Più che voler diventare diaconi a servizio della Parola, in voi deve essere sempre vivo e sincero il desiderio di essere voi stessi la Parola, il Vangelo di Dio incarnato nella vita, offrendo al Signore tutto quanto siete di mente e di volontà, di cuore e di corpo.
Nelle parole del Signore c’è una promessa consolante. Al Profeta, titubante per la sua giovane età, consapevole di essere impreparato per affrontare la missione, il Signore toglie ogni paura: «Non dire: “Sono giovane”… Non aver paura… Io sono con te… metto le mie parole sulla tua bocca» (Cfr. Is 1,4-9). Portate sempre in voi queste belle e consolanti promesse. Oggi è tutta festa, l’avvenire vi è di fronte come una luce che invita, come una voce che vi chiama, come un giorno radioso senza tramonto… ma domani…quanto queste promesse di Dio vi saranno di aiuto e di conforto!

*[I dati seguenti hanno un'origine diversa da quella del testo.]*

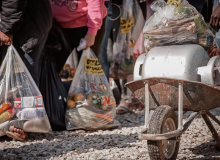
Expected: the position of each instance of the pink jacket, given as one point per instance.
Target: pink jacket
(80, 13)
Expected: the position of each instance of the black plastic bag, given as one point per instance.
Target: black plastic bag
(54, 93)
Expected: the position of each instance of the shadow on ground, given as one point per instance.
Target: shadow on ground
(63, 143)
(206, 150)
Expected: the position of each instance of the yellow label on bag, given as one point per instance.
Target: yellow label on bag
(174, 2)
(92, 66)
(126, 24)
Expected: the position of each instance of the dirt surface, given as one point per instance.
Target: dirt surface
(121, 143)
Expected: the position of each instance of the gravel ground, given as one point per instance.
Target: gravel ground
(122, 143)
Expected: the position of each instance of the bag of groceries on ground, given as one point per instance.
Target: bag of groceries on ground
(176, 22)
(21, 103)
(131, 25)
(91, 104)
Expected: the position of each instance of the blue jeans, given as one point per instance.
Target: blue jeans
(103, 58)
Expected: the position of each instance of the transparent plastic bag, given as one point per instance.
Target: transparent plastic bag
(69, 69)
(91, 104)
(176, 24)
(20, 99)
(131, 25)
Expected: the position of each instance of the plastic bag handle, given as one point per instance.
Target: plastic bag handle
(118, 15)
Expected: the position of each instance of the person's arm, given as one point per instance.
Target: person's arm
(215, 18)
(95, 16)
(11, 19)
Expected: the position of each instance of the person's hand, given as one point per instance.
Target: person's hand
(215, 18)
(5, 39)
(90, 39)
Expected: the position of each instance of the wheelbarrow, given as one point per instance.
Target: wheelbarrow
(175, 78)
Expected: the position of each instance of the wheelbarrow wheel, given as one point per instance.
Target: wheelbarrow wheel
(163, 120)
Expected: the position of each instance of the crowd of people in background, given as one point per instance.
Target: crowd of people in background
(27, 23)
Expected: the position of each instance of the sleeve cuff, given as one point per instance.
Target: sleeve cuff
(92, 31)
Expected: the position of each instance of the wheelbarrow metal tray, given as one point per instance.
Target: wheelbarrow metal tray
(197, 96)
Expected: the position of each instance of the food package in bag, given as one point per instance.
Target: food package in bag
(176, 22)
(21, 103)
(69, 69)
(91, 104)
(131, 25)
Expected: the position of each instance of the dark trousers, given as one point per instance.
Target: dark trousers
(36, 56)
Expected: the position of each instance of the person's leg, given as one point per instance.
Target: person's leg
(35, 55)
(103, 58)
(99, 38)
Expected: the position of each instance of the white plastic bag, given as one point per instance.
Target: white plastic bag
(91, 104)
(176, 24)
(19, 93)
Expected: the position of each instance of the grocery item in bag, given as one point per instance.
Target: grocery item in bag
(28, 102)
(4, 106)
(30, 113)
(18, 90)
(91, 104)
(176, 23)
(69, 69)
(7, 115)
(131, 25)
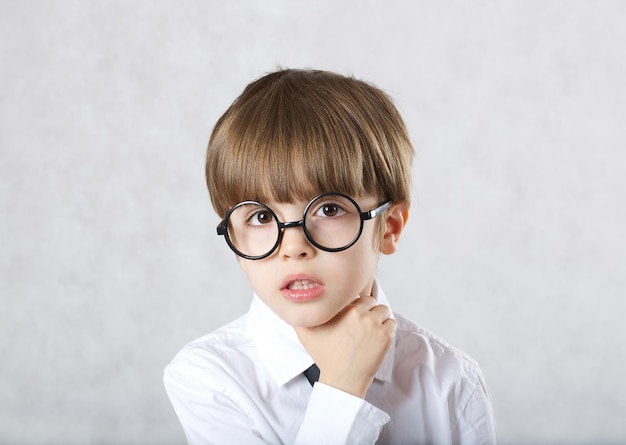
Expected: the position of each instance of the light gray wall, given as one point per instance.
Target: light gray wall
(109, 261)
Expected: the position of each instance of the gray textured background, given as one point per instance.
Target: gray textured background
(109, 261)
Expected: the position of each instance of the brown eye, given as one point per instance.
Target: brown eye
(260, 218)
(330, 210)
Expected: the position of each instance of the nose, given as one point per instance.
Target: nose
(294, 243)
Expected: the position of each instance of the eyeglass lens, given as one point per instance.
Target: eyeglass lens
(330, 222)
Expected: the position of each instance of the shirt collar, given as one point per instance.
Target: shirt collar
(280, 349)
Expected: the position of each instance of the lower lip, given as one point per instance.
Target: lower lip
(300, 295)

Vincendo il pudore nel parlare della mia vocazione, devo dire che per me è così ogni giorno, da quando il Santo Padre Giovanni Paolo II volle personalmente che diventassi vescovo. Non consideratelo un fatto troppo confidenziale se vi dico che dal primo momento in cui seppi di dover diventare un successore degli Apostoli, preso da una angoscia opprimente, feci quanto mi era umanamente possibile per allontanare da me questa chiamata. Non solo andai a Lourdes a pregare la Madonna perché mi liberasse dalla agghiacciante paura, ma presi l’ardire di telefonare direttamente al Papa perché considerasse bene la mia indegnità, la mia impreparazione, tutto quanto pensavo esservi di ostacolo. Il Santo Padre fu tanto paterno quanto irremovibile. Arrivò il 12 luglio del 1995. Eravamo soli in montagna ed era la prima uscita della vacanza. Cammin facendo mi rivolsi a Lui pregandolo di non dare corso alla mia nomina: era ancora sotto stretto segreto. Ma egli, ritto sul sentiero, con sguardo penetrante e con voce ferma, mi disse: «Al Papa non si dice di no. Vai avanti!». «Ma, Santità – gli risposi – non ho avuto tempo sufficiente per riflettere… dovevo provvedere alla sua vacanza…». E di rimando, senza esitare, le sue parole furono queste: «Vai avanti. Sono io che ti ho scelto… ». Non posso dire che cosa provai in quel preciso momento. Immobile e silenzioso, vissi l’istante più lungo della mia vita. Nel profondo silenzio che seguì, ripresi il cammino per fermarmi di nuovo subito, all’improvviso, e domandargli quale poteva essere il mio motto: quello era il mio “sì” al Signore e alla Chiesa. Il Papa, senza alcuna esitazione, mi dettò allora lo stile della mia nuova vita sacerdotale: “Sub tuum praesidium”, l’inizio della più antica preghiera mariana.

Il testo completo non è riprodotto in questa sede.